Let’s talk about what would happen if you went two weeks with less than five hours of sleep each night.

Getting seven to eight hours of sleep is the best way to support a healthy body. But many people aren’t getting enough quality sleep.

There are so many health benefits of sleep. This is when our bodies recover, burn fat, and detoxify the most.

Here are the top side effects of not getting enough sleep:
• Fatigue
• Mood changes
• Poor cognitive function (with memory, focus, concentration)
• Sympathetic hyperactivity
• An increased risk of cardiovascular problems, stroke, and diabetes
• Weight gain
• Fatty liver
• Immune system impairment
• Poor recovery from injury, stress, or exercise

If you have sleep apnea or you're a heavy snorer, you may experience an imbalance of oxygen and CO2, which can cause poor sleep.

Other potential severe side effects of sleep apnea can include:
• Brain atrophy
• Increased risk of cancer, cardiovascular incidents, stroke, and diabetes

There are many different natural things you can try for sleep apnea. Check out my other videos for more information.
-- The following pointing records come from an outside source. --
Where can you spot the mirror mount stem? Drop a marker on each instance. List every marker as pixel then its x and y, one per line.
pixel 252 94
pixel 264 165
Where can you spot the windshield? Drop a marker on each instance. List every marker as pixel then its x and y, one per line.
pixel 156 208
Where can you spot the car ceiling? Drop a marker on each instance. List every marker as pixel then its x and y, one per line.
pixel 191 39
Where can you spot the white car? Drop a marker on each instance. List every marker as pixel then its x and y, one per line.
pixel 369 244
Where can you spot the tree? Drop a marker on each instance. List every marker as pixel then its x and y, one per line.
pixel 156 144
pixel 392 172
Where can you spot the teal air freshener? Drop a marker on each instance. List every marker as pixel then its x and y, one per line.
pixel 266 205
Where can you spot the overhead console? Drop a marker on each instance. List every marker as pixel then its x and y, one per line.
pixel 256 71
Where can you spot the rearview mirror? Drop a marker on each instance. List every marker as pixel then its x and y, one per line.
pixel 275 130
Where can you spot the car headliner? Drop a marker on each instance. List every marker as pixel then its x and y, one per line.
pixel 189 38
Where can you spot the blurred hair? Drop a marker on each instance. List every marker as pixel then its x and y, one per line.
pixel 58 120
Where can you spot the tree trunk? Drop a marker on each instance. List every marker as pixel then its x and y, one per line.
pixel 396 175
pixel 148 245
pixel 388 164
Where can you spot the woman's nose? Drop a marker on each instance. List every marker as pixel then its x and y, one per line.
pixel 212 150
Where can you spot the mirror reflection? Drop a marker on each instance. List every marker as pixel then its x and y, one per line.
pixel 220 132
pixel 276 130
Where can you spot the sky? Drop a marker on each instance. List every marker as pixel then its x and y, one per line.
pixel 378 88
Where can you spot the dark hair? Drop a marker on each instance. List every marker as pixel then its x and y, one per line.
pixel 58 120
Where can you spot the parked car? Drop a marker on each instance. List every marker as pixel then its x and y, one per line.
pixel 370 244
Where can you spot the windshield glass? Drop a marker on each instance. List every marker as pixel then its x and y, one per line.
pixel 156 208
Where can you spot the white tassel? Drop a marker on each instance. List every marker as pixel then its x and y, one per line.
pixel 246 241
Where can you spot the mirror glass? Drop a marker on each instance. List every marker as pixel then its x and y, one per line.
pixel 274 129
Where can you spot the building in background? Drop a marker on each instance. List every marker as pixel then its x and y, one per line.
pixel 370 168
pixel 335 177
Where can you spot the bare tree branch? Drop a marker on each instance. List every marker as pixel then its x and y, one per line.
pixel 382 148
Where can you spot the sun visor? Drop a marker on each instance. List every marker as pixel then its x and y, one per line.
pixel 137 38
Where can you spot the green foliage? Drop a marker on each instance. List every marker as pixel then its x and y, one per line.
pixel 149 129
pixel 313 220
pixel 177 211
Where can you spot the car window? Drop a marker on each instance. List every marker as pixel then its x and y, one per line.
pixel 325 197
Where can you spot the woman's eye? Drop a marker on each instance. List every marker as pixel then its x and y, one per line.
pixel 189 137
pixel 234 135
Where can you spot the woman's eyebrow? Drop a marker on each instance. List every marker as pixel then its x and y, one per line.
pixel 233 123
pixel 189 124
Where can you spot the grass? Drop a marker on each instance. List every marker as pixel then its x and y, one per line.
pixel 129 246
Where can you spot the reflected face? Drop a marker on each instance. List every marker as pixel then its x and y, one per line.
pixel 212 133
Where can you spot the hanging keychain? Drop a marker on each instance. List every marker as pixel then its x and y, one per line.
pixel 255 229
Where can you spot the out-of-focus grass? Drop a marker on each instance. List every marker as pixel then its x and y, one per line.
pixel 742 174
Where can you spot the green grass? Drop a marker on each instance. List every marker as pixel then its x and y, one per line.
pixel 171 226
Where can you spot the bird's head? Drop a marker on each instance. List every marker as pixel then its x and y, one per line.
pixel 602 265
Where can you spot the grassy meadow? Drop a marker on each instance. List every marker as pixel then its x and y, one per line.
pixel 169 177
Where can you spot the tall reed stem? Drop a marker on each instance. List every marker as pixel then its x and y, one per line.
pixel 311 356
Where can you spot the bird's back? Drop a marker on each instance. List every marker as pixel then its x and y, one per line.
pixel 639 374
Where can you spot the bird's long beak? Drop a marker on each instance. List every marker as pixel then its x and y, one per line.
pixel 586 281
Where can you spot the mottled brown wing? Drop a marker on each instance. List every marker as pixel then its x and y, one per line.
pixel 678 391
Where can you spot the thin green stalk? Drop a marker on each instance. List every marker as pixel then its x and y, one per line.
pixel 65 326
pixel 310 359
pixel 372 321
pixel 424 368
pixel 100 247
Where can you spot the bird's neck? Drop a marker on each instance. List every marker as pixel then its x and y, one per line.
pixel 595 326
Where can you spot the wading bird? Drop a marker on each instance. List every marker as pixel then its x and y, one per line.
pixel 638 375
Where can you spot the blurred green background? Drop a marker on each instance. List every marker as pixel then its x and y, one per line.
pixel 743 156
What to do if you’re not getting enough sleep:
1. Take a nap
2. Keep you’re room cool (between 60 to 68 degrees Fahrenheit) and leave your window open if possible
3. Try to keep the humidity in your room at 50%
4. Turn off all electronics in your room when you’re sleeping
5. Don’t overeat or undereat in the evening, and make sure to consume enough protein
6. Don’t eat too late in the evening
7. As it gets dark, start dimming the lights and avoiding blue light

Dr. Eric Berg DC Bio:
Dr. Berg, age 58, is a chiropractor who specializes in Healthy Ketosis and intermittent fasting. He is the author of the best-selling book The Healthy Keto Plan, and is the Director of Dr. Berg Nutritionals®. He no longer practices, but focuses on health education through social media.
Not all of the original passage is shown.